In some circumstances, both servers can be in the PRIMARY ALONE state. Having dual primaries can lead to serious, unrecoverable errors.
In the dual primary situation, if each server commits any transactions that the other does not, you cannot resynchronize the servers, because the databases cannot be merged to create a single database that has correct information. In practice, the transactions committed in the “wrong primary” database during the dual primary situation, will be lost. Having dual primaries can also lead to other errors.
The dual primaries problem is most likely to be caused by a network partition. In a network partition situation, some but not all network connections are lost and your single network effectively becomes divided into separate subpieces. Each subpiece can communicate within the piece but not with other pieces.
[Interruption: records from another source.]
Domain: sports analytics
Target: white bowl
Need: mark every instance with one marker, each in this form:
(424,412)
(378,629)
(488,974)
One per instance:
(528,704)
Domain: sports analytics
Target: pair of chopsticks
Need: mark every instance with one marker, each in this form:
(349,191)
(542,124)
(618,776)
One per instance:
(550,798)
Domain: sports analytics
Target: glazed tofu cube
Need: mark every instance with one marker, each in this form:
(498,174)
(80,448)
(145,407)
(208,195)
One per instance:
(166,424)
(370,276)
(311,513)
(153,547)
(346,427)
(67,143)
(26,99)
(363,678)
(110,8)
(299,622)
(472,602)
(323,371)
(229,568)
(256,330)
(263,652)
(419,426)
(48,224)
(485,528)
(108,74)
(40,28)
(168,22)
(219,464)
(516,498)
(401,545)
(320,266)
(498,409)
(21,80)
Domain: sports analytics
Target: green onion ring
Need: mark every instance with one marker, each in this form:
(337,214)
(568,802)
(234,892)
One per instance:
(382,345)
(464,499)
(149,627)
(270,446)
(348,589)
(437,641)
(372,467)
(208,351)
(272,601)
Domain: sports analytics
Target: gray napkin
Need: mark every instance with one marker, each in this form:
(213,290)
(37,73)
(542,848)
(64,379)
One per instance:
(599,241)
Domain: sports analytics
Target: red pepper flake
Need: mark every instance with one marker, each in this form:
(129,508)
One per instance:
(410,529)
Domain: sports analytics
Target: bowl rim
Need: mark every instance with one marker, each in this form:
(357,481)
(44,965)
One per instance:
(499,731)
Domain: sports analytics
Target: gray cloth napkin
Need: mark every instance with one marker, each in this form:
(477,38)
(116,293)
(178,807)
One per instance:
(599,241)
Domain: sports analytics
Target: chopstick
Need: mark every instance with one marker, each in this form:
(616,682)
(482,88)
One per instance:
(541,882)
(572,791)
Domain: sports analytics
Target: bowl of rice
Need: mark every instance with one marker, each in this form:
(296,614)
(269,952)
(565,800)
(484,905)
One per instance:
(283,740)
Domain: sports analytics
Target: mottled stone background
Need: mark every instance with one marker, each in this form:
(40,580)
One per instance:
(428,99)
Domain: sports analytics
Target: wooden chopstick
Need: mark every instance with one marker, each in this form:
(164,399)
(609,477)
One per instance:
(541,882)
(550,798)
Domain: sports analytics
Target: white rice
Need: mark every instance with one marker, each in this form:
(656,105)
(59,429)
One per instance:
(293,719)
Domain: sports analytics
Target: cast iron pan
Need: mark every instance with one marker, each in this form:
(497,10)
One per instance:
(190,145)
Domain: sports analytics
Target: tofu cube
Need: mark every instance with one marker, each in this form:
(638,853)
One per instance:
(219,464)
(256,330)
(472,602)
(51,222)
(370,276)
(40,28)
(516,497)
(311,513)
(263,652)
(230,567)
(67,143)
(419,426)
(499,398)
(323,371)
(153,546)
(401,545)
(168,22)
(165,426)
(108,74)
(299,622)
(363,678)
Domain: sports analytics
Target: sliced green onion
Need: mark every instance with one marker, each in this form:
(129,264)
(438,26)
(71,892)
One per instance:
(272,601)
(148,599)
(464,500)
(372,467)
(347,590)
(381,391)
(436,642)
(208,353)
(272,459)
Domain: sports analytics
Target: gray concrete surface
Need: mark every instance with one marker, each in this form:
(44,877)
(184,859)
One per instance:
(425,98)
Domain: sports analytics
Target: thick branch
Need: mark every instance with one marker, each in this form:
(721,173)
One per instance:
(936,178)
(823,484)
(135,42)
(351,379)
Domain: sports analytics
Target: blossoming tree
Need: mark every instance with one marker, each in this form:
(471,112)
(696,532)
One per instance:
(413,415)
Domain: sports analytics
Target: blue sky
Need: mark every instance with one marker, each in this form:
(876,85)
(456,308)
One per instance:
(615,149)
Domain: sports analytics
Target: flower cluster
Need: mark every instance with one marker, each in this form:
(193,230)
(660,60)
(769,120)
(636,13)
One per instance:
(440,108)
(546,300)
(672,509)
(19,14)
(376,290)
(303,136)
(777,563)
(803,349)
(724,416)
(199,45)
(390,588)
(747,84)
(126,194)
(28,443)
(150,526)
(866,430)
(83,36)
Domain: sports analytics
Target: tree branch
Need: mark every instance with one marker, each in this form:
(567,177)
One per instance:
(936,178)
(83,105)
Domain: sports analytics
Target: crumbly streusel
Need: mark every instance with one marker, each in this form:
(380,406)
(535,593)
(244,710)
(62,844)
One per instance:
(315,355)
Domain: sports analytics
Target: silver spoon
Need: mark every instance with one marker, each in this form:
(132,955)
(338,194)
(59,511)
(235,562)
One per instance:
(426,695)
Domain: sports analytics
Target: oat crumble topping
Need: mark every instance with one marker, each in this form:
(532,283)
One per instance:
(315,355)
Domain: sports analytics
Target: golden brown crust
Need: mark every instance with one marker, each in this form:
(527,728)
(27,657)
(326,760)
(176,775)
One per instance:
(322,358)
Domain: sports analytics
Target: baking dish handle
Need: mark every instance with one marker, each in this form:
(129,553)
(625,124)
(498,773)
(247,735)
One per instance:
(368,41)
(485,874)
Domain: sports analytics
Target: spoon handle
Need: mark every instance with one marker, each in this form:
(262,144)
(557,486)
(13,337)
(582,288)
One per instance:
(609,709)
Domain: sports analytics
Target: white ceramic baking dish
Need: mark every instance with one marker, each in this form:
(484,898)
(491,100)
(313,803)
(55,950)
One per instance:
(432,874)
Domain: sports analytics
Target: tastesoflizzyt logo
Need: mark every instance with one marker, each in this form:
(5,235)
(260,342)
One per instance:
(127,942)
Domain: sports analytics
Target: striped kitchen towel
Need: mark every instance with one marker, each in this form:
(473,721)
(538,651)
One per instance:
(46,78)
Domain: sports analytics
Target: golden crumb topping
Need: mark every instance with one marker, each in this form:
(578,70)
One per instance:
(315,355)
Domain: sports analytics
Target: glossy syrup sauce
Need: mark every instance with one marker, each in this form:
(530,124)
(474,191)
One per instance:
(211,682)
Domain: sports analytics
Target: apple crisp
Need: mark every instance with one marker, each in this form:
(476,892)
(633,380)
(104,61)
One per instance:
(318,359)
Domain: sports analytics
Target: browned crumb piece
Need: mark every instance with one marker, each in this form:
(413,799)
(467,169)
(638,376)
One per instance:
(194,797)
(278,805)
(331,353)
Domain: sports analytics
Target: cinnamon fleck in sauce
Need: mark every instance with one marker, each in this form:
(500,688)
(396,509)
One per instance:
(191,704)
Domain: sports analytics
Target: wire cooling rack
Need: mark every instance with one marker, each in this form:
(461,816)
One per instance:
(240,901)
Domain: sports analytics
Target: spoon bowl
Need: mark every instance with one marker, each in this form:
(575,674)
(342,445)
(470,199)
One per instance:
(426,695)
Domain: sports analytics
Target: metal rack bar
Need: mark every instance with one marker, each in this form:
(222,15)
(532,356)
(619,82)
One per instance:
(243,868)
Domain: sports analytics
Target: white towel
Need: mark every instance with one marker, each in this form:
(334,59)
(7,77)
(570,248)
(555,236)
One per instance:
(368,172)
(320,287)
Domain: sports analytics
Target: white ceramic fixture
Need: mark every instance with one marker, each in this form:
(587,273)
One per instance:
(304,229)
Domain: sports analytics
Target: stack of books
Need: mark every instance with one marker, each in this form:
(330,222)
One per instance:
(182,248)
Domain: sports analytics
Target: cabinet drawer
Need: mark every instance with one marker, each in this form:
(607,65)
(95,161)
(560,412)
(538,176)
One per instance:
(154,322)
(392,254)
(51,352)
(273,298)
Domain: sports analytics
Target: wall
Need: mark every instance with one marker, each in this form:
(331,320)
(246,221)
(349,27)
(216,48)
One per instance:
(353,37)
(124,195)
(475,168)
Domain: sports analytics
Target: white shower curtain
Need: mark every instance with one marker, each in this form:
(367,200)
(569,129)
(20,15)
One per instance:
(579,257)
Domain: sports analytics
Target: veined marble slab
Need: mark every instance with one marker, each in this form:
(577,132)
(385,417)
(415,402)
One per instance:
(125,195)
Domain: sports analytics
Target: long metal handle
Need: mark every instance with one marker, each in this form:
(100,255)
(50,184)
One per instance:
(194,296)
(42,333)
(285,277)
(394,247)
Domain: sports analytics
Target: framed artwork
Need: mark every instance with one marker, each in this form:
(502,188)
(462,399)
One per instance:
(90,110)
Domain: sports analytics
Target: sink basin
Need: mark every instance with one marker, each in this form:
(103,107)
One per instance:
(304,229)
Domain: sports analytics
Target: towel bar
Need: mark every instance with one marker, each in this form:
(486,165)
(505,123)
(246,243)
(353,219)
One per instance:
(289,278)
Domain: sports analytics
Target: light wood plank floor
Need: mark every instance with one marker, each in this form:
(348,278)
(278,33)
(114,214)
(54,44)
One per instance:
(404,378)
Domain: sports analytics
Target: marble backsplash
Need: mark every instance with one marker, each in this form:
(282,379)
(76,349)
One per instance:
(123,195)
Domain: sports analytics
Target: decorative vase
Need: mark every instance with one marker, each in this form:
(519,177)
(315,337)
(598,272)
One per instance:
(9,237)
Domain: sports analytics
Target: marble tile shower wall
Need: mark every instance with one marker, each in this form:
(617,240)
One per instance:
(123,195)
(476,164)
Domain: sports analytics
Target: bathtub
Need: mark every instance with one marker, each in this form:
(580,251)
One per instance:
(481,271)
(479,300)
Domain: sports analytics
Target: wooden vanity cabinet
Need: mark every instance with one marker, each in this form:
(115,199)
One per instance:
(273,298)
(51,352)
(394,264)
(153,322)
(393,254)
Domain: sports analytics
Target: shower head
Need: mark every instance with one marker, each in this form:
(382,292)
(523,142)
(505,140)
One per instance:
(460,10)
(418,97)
Thus both servers lose connections with each other, but are still up and running, and in some cases can still communicate with some clients.
The dual primaries scenario can be avoided by using a single-instance watchdog in a node that is external to the HSB system. By using such a watchdog, it is easy to decide which server must be set to Primary and to ensure that clients see only one Primary.
Although HAC in composed of two instances that running in the same nodes with HSB servers, the dual primary situation is impossible when HAC is used with ERE.
Even if you have dual primaries, you do not have inconsistent data unless someone is able to perform a write operation on the original Secondary (after it has switched to PRIMARY ALONE). If the original Secondary is cut off from the rest of the network, no one can write to it. The original Primary is a superset of the Secondary, and you can get a single consistent set of data (after you reconnect the servers and allow the Secondary to catch up with the changes made on the original Primary).
Although dual primaries are rare, they are dangerous when they do occur. You must plan you environment so that you can prevent your data from becoming inconsistent. For example, use ERE.
The chances of dual primaries increase if you set the configuration parameter AutoPrimaryAlone to Yes for one or both servers. The AutoPrimaryAlone=Yes parameter setting means that your system can respond to failures quickly, but it also means that the system no longer has any independent observer (HAC, watchdog or human) to prevent dual primaries. If you have any doubts on your network reliability, keep the AutoPrimaryAlone parameter in its factory value, that is, No.